The current approach to procurement of building and construction projects by both public and private clients facilitates corrupt payments by allowing the increase in project costs they cause to be hidden in tender bid prices or claims for reimbursement. This is primarily due to clients’ under-investing in project preparation in the initiation phase, as they seek to minimise the design costs of a feasibility study. Because many projects are then put to tender with incomplete documentation, their cost cannot be estimated accurately and tenderers have to add a significant risk premium to their bids.

Project costs cannot be accurately estimated without detailed design and engineering specifications, and high cost estimates allow the later diversion of funds. On the other hand, incomplete design can lead to estimates below project costs, with consequent claims and disputes obscuring the eventual recipients of funds. Contractors’ claims for reimbursement can lead to significant cost increases, and an unscrupulous contractor will also cheat on materials, compromise on quality, and deliver below the specification, resulting in poor quality assets with high maintenance costs.

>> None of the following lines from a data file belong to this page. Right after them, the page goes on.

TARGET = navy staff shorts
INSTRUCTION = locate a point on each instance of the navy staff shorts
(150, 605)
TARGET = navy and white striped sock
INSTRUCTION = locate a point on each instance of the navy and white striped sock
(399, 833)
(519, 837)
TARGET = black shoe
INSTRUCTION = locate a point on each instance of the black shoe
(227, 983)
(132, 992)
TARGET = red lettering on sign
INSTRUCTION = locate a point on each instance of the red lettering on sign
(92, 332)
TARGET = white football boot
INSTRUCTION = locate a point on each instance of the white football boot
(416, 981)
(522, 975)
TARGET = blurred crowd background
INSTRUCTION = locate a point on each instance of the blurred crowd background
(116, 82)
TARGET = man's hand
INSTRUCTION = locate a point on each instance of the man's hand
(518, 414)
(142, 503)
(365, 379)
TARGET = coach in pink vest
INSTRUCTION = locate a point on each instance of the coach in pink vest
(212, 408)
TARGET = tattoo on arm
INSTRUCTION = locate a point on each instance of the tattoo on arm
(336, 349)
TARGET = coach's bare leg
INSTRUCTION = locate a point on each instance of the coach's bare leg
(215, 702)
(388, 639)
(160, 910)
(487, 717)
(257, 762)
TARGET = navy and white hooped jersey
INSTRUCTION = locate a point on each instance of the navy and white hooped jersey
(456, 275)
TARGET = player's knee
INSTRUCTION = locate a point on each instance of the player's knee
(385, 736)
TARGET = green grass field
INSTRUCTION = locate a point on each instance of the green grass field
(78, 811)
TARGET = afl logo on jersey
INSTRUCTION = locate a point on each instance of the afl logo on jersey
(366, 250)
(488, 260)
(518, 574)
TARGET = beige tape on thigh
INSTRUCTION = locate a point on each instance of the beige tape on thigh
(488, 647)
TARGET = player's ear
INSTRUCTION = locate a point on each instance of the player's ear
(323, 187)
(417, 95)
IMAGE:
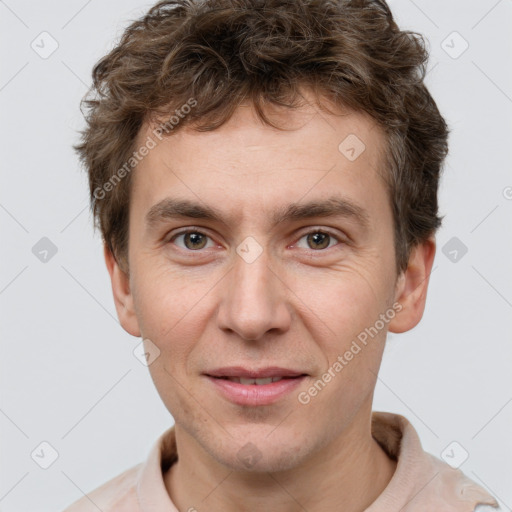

Failures in project preparation opens up opportunities for corruption during the later stages of a project. For example, inadequate project preparation may lead to subsequent implementation delays and work changes that can be manipulated to benefit individuals or companies. The preparation stage is likely to facilitate corruption during construction when failures at this stage are opportunistic or deliberate. Incomplete design inevitably requires adjustments after the work has started, although many are due to unexpected events and circumstances. However, starting without a complete plan opens the door to post-contract negotiation and opportunistic behaviour.

To improve project preparation both public and private sector clients would have to take more responsibility for project initiation and definition, and employ larger and more capable client teams to manage their projects’ procurement and delivery strategies. The cost of a client project management team is not an added extra to the project, and the task is essential if the scope for collusive and corrupt behaviour in the building and construction industry is to be reduced.